At this point it's well known that unfair biases can easily creep into these kind of systems. I don't think it's unreasonable to require products that could potentially cause much harm (e.g. online censoring, scoring CVs, vetting loan applications) to be tested for fairness before letting them loose on the public.
> The results show evidence of
systematic racial bias in all datasets, as classifiers trained on them tend to predict that tweets
written in African-American English are abusive at substantially higher rates.
Wouldn't we need to know the true rate of abusive tweets by race in order to conclude this? Is this addressed at all, e.g. with human labelled data, or am I mistaken in thinking this is necessary?
Your core idea is true, but such analyses are typically not done because the answer isn't considered relevant. An advocate would argue that the concept of "abusive" is culturally relative, so we must draw the line of abusiveness in a way that avoids disparate impact.
For any point of view on AI, I can probably find a decent number of non technical people who hold that POV. Technical illiteracy is a significant problem imo.
No one would say that they believe in automating ethics if you pin them down and ask them honestly. But lots of institutional speak still talks as that's the goal.
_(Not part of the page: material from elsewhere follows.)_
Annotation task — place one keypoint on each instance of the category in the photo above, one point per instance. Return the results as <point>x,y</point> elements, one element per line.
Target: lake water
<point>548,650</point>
Some portion of Nick Bostrom's book effectively argues for something like that, for example.
At this point, each time I read "ethics" I think of someone proselytizing their political ideology in the most obnoxious way possible.
I do have ethics, they're the product of my own analysis and are consistent with my world view in other issues not related to my job. I don't go around telling everyone else how to conduct their lives. If they have their own ethics, good for them. If they don't, I don't care, it's their life.
"Ethical AI" is just another buzzword. Companies are not ethical entities. They exist only to create profit and they will create the maximum amount of profit. Even laws and regulations only factor into it as numbers on a spreadsheet, and any profitable activity will continue as long as it generates maximum profit.
I think the article can serve as a good opinion and an introduction to the subject. Certain ideas seem questionable enough - maybe the matter is inherently more complex than something which can be put in an article.
Does, for example, author argue that something which human can do the machine cannot?
He argues that deep down the goal of the machine is to take decisions in humans contexts. Which by definition only can make sense for a human.
Ofc we can argue about a fictional theoretical human like machine to the point it is undifferentiated from a human... but then we created a human. Not a machine anymore.
It's like failing to see the difference between human and machine. One can argue then there is no difference right now. So?
It's a time-honored discussion if machine can do all a human can. On the other hand, religion also has an associated long-living discussion. If we decide according to our beliefs, we should invent another mechanism - something other than reasoning, because it's not used here - to get to agreement.
1) The author's point. That we don't agree on what's ethical so how can we program it?
2) But also, today's AIs aren't mechanism for understanding and balancing a multitude of interests and requirements. They are effectively pattern recognition machines, matching data with categories (or outcomes or etc). So even if you had some criteria formulated, an AI couldn't really do that. I mean, if you true, unlimited intelligence, you might just say "decide like the US supreme court would" and the might be able to do. But we don't even have something that could remotely be challenged that we.